Hallo Lesser Kestrels..Goodbye Cranes
On Saturday 18th February I saw the first Lesser Kestrels of the year. Two of these compact little falcons were gliding over the main square of Trujillo, wheeling over the roof tops of the medieval quarter. Later that same day there were others coming to land on the tiled roof of the Bull Ring on the outskirts of the town, where last year no fewer than 27 pairs nested. Standing to the west of the building in the afternoon, the sinking sun behind one, this is a splendid way to end a day in spring and summer, watching the Lesser Kestrels returning from their foraging trips to the plains, circling, landing, giving their distinctive soft chattering call and tucking themselves into the spaces between loose tiles. A few days later, more birds had arrived and we watched a particularly amorous pair copulate three times during about fifteen minutes, the male making a distinctive thin high-pitched call. This was a particularly fine looking male too, with its peach-coloured underparts, with just a few dark spots on the flanks, dove grey hood, brick red back and wing coverts, with the greater coverts grey, showing as a broad band between the reddish forewing and dark flight feathers, a feature never shown in the Common Kestrel. Our Lesser Kestrels had spent the winter in West Africa, where they meet in huge winter roosts. The return trip is done in four or five days, meaning that in all probability the birds that were flying over the town that Saturday had started the week in Senegal.
So the signs of spring are appearing, although since we are apparently suffering the worst winter drought in seventy years, the landscape is looking more like early autumn. The dominant colour of plains should be emerald green at this time of year, instead it is grey, looking very sad indeed. Indeed, in many respects the autumn colours are more attractive, more golden, burnished yellow, reflecting the fruits of spring and summer. At the moment we are presented with fields that look withered and tired, almost as if they have given up.
It was out on the plains to the south of us on 19th February, the day after our first Lesser Kestrels, that I was out again with the group from Honeyguide holidays. The theme of this year’s holiday was the Cranes and we had seen hundreds feeding on the rice fields a few days earlier. The visit to the plains was in search of other birds and we stopped late morning on an area of higher ground because I had just spotted some Great Bustards. We stood on the side of the road, enjoying wonderful all-round vision, across a seemingly vast panorama, scanning and finding more Great Bustards. Green-striped White and Western Dappled White butterflies were on the wing. Suddenly we picked up the bugling calls of Cranes and there to the west, not far from where we stood, a party of about a hundred Cranes circled in a rather untidy fashion, slowly gaining height on a thermal. They called continuously and loudly. After several minutes they achieved a better defined group and headed in a loose skein on a north-east bearing. We watched them into the distance, the mountains ahead of them, as their group broke-up again and they circled on another thermal, so repeating the procedure, rising, regrouping and heading off again, still north-east, until they disappeared from view. By now another group was calling and had also found the original thermal and was circling as they rose. They too then headed off north-west in a skein. As we looked southwards, the sight was extraordinary. There were groups and group of circling, calling Cranes and lines and lines of Cranes, and all heading in our direction.
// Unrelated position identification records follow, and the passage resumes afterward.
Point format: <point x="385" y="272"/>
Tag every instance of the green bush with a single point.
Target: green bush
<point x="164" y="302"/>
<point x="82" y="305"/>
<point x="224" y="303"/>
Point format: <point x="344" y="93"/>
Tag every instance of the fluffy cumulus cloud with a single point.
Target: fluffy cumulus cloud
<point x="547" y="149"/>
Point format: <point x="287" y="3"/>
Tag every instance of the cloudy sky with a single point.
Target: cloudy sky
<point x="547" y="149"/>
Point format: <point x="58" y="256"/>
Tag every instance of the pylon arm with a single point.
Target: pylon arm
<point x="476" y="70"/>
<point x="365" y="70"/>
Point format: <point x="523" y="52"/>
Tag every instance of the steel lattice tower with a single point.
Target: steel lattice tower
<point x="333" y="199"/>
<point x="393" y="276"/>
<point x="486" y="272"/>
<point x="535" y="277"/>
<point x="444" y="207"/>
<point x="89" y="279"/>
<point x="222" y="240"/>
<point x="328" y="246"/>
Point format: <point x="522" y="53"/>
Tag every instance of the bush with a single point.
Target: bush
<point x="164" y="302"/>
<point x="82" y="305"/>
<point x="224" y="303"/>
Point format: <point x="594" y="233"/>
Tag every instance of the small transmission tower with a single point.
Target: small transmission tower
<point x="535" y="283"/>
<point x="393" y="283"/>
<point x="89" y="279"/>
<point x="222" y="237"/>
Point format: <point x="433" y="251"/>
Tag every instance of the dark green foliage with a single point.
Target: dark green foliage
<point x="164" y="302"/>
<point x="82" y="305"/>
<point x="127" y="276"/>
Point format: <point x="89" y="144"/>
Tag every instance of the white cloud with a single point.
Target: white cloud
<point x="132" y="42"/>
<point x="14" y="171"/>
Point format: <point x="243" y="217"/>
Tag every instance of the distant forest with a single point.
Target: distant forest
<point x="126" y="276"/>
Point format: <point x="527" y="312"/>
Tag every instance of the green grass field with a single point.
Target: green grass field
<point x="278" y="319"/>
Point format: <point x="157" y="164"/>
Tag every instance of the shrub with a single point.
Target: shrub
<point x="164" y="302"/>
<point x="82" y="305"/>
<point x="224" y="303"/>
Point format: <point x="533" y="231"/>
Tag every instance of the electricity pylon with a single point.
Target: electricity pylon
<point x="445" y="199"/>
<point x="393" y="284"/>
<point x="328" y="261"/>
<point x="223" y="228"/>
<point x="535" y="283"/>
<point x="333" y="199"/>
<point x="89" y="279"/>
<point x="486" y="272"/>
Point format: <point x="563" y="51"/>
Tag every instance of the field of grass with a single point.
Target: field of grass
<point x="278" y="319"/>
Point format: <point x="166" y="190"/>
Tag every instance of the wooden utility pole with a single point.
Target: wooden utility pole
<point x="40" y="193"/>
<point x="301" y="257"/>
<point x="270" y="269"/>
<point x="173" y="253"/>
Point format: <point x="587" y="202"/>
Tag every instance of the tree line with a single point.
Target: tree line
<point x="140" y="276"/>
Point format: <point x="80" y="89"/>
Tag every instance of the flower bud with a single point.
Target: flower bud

These were birds on the move, a mass exodus, synchronised. For what must have been more than an hour we stood there, picking up distant groups, watching them approach, find their thermal and then continue, all in the same direction. As we stood, other calls entered the soundscape as two skeins of Grey Lag Geese also passed overhead. Their formations were far more professional, neat V-shaped structures. They did not stop to soar on thermals, just continued flapping, single-mindedly and, interestingly, on a different bearing: due north.
But it was the Cranes which had us rooted to the spot. We had seen Cranes everyday, close views of family groups and large foraging flocks, but nothing compared with the experience, indeed the emotion, of seeing these birds at the start of their spring migration, taking a well-known route, across to north-east Spain, over the Pyrenees, across France, Germany and then many congregating in southern Sweden, and watched by peoples throughout their journey. This was not a local movement between feeding areas, it was a departure. It was our chance to bid farewell to these wondrous birds that had been so much part of our landscape all winter. We all stood in silence and awe, our throats dry and tight with the quiet realisation that we were witnessing something that we would remember for the rest of our lives.